Je suis arrivé par le premier avion "Easy Jet" lundi 1er janvier. Paris était ville morte. Pratiquement personne dans les rues, aucune boutique ouverte et un circulation qui a dû faire fantasmer Anne Hidalgo, l'édile débile.
Hier mardi 2 janvier 2024 je marchais dans mon ex-quartier parisien en attendant l'heure décente de pouvoir aller chez qui m'attendait après 10 heures. J'aime cette imprécision typiquement parisienne et un rien désinvolte. "Venez quand vous voulez", "On s'appelle en fin de semaine", "Venez mardi après 10H00". C'est à vous d'interpréter ces invitations qui n'en sont pas vraiment.

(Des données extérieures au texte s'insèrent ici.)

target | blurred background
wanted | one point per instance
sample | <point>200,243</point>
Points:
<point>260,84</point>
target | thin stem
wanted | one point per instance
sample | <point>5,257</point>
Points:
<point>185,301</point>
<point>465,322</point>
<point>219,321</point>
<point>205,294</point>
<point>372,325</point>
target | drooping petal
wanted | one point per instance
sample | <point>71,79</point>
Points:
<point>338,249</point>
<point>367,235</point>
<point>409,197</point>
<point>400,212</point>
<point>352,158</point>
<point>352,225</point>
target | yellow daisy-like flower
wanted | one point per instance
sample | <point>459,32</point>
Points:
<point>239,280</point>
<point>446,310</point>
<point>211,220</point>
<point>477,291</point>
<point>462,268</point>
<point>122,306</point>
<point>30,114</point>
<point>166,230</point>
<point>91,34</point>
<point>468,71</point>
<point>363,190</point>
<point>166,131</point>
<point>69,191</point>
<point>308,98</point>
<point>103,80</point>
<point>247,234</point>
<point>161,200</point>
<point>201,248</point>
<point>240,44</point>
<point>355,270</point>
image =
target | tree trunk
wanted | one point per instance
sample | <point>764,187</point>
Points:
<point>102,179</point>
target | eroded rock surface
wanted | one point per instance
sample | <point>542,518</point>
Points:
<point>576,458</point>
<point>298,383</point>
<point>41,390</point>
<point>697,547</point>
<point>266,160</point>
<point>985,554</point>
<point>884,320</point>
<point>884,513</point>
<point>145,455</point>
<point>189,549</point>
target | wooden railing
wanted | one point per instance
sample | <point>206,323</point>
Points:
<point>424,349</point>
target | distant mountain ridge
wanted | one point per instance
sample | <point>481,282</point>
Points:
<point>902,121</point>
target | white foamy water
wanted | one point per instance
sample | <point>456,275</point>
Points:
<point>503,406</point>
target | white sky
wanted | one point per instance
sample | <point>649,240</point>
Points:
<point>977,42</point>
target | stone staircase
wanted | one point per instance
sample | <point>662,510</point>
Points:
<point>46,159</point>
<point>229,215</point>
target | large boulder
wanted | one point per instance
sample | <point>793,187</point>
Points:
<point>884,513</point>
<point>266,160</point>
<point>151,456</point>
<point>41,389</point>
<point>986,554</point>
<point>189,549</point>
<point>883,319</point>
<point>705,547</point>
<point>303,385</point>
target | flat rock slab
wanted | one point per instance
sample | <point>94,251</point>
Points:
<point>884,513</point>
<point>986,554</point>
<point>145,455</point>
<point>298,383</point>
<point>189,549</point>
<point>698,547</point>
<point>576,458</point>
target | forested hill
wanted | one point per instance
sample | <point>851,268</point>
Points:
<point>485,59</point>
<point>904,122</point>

Je reviens à Paris. J'étais au Pont Mirabeau (oui, (dessous) coule la Seine et mes amours), du mauvais côté c'est à dire cette pâle imitation d'un Manhattan pour nains. (Chers lecteurs et lectrices, autrefois on appelait "nain" une personne de petite taille doté d'une grosse tête et de toutes petites jambes. Aujourd'hui on les appelle "personne de petite taille"). Ce quartier; Beaugrenelle ça s'appelle.
Passons.
J'ai donc pris le Quai Louis Blériot -sous une pluie battante et un vent mauvais qui retournait mon parapluie- longé la "Maison de la Radio" remonté la rue Raynouard, je suis passé devant la maison de Balzac et j'ai bifurqué par la rue de l'annonciation et suis arrivé place de Passy. là j'ai constaté que j'avais 45 minutes d'avance et ai décidé d'aller voir "la petite gare" et le Ranelagh. Encombré par mon sac (un sac "cabine" Easy Jet" qui peut contenir une pomme, ou un livre (de poche) ou une paire de gants!) et le parapluie qui gouttait dans mon cou je suis allé jusqu'au théâtre de marionettes et ce qu'enfants nous appelions la "piste", une allée goudronnée réservée autrefois aux vélos, tricycles et "patins à roulettes".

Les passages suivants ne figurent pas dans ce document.